About Central Florida Gardener

Welcome and thank you for visiting Central Florida Gardener. Florida is a unique state in which to garden. It can be frustrating but also rewarding for gardeners who persevere. This blog was created as a resource for Florida gardeners, both new and experienced, in search of information specifically for Florida gardens.

You are invited to participate by leaving your comments, suggestions, tips and recommendations relevant to Florida gardening - don't be shy! Thank you for dropping by to learn more about gardening in the Sunshine state. I look forward to hearing from you! Susan

Monday, November 16, 2015

Mulch is Essential

You've been working hard on creating a low-maintenance, Florida-friendly landscape that you can enjoy year round. Your soil has been amended with lots of rich compost, you've planted the right plants in the right places, the right trees in the right places to help conserve energy. What's next?

Mulch, Mulch and more Mulch!!!

Pine Bark
The last step in creating that low-maintenance, sustainable landscape is mulch! There are many wonderful benefits of mulch:

1) Reduced weed growth. For extended protection place 2 to 3 layers of newspaper around plants prior to mulching. The newspaper will breakdown slowly reducing the amount of weed seeds that are able to germinate.

2) Reduced amount of water needed to sustain plants. A 2 to 3 inch layer of mulch will protect soil from the sun's drying rays, thereby retaining moisture in the soil for a longer period of time, which equates to a savings in water useage.

3) Cools the roots of plants in the heat of summer. Plants will be less stressed if their root system can remain cool especially those who are planted in full sun.

4) Provides nutrition to the plant as it breaks down - depending on what type of mulch you use.

Oak Leaves
Mulch Options

1) Bark or wood chips - provide good coverage and last the longest. Pine bark (a renewable resource), melaleuca and eucalyptus varieties are easily found in Florida. Cypress is also readily available but is NOT a wise choice. It is an important wetlands tree that is slow growing. Currently, very old stands of cypress are being cut down to provide mulch and the growth rate of new cypress cannot keep up with the demand. Click here to read more about Cypress mulch. It is better to use a mulch such as melaleuca which is an invasive tree in the state.

2) Pine needles are another great option especially if you have pine trees growing in your yard. Many local nurseries currently offer pine needle mulch.

3) Oak leaves are another great option for mulch and for adding nutrients to the soil.

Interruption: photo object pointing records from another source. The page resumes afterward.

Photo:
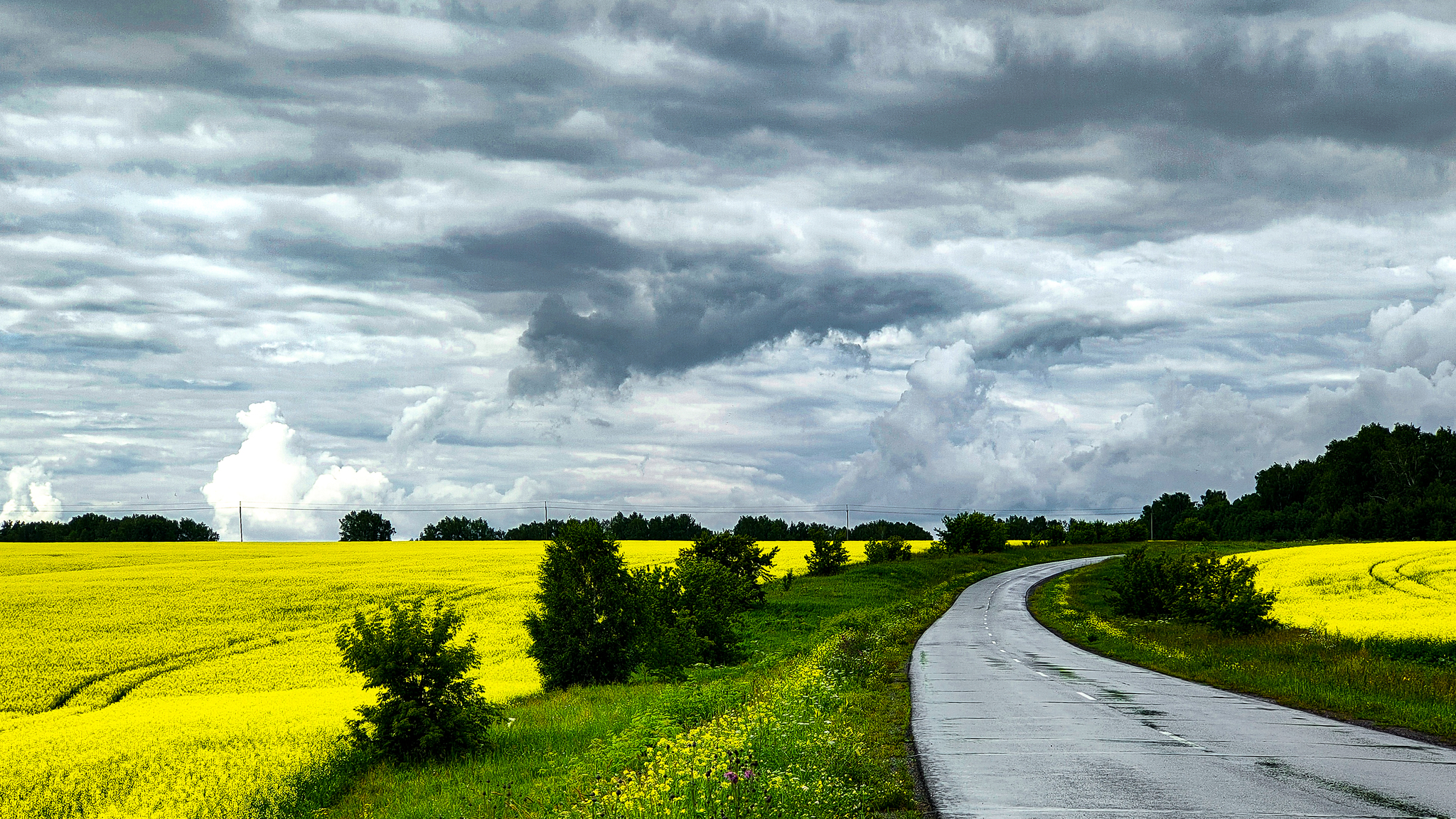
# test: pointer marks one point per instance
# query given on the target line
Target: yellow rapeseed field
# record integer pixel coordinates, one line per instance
(193, 680)
(1365, 589)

Plant oaks in flower beds and those beds will self-mulch when the trees drop their leaves. Free mulch and very little work to get the beds mulched.

4) Grass clippings make for a good mulch if they do not contain a lot of chemicals. They do breakdown quickly and need to be replenished often.

5) Gravel is an option but does not provide much of a block to weeds, nor any plant nutrition.

6) Rubber mulches are not the best as they do not provide any nutritional benefit to the soil and may even leach chemicals.

Mulching takes time and is an added expense, but applying a nice thick layer of it to your garden beds is essential, and well worth the extra effort in the long run.